For immediate release, April 7, 2016
The John Simon Guggenheim Memorial Foundation has announced that Dr. Naomi Seidman, Koret Professor of Jewish Culture at the Graduate Theological Union, has received a Guggenheim Fellowship for 2016. Dr. Seidman is among a diverse group of 178 scholars, artists, and scientists selected to receive the prestigious award this year; Fellows for 2016 were chosen from a field of nearly 3,000 applicants.
The Fellowship, granted for Dr. Seidman’s work in the field of literary criticism, will support development of her upcoming book, tentatively titled The Navel of the Dream: Freud’s Jewish Languages. In this project, Seidman will explore the Jewish and Yiddish languages “behind” Freud’s German and its translational afterlife. Seidman’s goal in this work is not to uncover a more original version of Freud’s work uncontaminated by translation and cultural assimilation; instead, she seeks to trace the persistence of this desire to “return” to the original—a desire she believes is itself worthy of psychoanalytic inquiry. She explains, “The Navel of the Dream will explore the relationship between Freud’s thought and Jewish languages as a dream, fantasy, and cultural symptom, a ‘missing original’ rather than a ‘mother tongue.’”

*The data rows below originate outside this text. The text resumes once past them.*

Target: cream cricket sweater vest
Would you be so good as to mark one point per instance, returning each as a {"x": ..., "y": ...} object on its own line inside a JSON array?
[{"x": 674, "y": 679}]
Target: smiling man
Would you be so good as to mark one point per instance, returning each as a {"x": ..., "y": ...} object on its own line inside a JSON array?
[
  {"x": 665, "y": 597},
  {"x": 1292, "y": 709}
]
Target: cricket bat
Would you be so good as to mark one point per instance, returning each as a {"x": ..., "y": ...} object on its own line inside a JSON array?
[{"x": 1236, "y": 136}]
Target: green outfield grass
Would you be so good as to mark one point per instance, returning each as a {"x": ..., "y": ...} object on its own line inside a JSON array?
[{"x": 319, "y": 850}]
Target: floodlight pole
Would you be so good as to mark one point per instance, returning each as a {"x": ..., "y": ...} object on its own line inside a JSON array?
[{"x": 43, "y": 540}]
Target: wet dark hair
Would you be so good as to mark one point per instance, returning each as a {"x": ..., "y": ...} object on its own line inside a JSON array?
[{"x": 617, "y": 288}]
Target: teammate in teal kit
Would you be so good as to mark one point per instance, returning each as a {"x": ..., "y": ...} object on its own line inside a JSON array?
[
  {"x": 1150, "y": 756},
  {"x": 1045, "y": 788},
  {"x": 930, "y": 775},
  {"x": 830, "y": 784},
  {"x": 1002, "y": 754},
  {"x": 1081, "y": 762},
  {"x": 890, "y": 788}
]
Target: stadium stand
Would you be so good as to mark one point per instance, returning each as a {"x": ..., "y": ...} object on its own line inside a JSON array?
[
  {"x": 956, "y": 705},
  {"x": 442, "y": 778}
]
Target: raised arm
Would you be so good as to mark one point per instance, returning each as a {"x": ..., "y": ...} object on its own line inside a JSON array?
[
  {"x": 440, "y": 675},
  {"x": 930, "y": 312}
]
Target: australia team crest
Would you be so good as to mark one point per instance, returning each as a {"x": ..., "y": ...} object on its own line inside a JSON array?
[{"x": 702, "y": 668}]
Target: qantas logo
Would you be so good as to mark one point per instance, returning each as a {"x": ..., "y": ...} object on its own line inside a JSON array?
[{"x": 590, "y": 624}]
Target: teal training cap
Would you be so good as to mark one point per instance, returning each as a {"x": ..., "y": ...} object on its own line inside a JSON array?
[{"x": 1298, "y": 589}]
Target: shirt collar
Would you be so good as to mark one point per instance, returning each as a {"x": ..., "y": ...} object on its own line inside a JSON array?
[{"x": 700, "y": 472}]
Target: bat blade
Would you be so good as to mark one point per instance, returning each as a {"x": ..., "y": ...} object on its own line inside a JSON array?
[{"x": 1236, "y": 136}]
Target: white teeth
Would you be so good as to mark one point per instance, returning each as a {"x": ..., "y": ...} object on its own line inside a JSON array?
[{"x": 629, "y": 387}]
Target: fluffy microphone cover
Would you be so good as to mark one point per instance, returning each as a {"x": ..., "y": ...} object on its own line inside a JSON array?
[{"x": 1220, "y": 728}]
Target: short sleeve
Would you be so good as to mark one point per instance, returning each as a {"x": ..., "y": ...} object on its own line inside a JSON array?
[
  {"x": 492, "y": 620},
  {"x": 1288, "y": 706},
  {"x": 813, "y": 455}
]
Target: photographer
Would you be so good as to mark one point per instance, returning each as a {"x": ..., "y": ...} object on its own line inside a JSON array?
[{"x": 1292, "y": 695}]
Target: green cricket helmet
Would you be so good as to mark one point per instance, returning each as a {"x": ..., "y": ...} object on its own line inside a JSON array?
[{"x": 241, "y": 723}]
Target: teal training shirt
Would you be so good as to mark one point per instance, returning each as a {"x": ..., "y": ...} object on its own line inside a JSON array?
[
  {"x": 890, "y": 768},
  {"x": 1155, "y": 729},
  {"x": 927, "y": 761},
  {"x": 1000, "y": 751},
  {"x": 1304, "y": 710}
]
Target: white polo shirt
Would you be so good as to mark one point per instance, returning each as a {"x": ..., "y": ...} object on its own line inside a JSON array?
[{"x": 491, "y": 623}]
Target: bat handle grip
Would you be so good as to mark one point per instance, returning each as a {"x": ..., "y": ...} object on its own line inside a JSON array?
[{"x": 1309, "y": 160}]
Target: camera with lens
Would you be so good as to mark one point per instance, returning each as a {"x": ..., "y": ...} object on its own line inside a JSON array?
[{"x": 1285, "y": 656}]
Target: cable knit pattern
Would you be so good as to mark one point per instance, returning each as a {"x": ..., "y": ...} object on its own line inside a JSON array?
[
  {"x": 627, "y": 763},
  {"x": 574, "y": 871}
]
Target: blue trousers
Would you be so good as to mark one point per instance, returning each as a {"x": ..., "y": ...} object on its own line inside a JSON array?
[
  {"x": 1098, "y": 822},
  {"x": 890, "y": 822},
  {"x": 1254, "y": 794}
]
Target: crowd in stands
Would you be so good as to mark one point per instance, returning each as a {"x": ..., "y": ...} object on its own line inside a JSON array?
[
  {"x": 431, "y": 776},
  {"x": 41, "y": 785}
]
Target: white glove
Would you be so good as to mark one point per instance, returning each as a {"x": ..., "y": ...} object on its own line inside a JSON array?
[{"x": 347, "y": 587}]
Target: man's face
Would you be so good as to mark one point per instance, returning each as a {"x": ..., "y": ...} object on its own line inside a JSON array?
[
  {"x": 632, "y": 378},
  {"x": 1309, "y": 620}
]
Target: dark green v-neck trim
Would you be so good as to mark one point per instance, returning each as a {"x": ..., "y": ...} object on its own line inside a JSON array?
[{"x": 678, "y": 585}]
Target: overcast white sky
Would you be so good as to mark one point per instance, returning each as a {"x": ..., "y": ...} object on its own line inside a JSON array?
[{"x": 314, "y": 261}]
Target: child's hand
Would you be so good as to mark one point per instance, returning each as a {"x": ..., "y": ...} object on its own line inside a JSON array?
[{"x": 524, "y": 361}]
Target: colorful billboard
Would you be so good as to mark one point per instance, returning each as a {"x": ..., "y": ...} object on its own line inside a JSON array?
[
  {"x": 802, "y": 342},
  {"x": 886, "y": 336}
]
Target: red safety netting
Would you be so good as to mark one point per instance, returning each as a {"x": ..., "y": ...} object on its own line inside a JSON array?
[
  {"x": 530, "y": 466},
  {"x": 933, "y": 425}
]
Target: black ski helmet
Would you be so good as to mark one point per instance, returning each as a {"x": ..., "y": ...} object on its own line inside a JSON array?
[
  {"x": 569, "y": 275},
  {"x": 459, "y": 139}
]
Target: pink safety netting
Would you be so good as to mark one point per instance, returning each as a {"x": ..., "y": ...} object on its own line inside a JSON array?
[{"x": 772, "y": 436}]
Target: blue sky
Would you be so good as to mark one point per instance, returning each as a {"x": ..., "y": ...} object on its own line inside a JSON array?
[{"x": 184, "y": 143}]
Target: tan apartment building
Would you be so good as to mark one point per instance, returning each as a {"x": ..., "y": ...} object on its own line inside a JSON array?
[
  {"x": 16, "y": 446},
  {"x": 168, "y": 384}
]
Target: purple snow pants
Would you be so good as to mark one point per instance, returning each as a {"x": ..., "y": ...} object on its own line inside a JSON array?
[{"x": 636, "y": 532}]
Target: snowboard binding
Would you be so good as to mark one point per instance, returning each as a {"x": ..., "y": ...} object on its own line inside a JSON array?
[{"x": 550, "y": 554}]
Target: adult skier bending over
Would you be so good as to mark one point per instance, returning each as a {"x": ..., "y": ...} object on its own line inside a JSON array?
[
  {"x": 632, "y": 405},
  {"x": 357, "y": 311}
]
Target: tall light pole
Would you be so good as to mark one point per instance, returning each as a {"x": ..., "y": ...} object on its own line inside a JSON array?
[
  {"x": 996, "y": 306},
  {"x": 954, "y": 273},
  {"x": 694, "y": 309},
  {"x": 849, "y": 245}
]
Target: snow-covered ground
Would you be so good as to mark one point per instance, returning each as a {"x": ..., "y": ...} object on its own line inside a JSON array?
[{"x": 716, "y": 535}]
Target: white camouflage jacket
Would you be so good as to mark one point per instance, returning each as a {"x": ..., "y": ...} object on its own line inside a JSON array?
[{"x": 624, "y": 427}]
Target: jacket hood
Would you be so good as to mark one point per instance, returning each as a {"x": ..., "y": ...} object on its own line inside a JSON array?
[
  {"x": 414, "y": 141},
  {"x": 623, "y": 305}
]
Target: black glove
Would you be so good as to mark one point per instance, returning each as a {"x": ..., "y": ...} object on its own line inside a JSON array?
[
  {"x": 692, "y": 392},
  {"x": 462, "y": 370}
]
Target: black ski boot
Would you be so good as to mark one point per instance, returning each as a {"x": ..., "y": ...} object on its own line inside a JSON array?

Guggenheim Fellowships are given annually to men and women who have already demonstrated exceptional capacity for productive scholarship or exceptional creative ability. This year’s awards were announced through a full-page ad in the April 6, 2016, edition of The New York Times.
A member of the GTU faculty since 1995, Naomi Seidman served as director of the GTU’s Richard S. Dinner Center for Jewish Studies (CJS) from 1998 to 2015. She is the author of several books, including The Marriage Plot: Or, How Jews Fell in Love with Love, and with Literature, to be published in July 2016 by Stanford University Press. Seidman is also recipient of the NEH Fellowship for Senior Scholars for 2016-17, awarded by the Center for Jewish History in New York.
Home to North America’s largest PhD program in religious studies, the Graduate Theological Union is a haven for interdisciplinary and interreligious scholarship, building bridges within and across religious traditions. The GTU’s Richard S. Dinner Center for Jewish Studies, established in 1968, is dedicated to the critical examination of Jewish history, literature, and culture.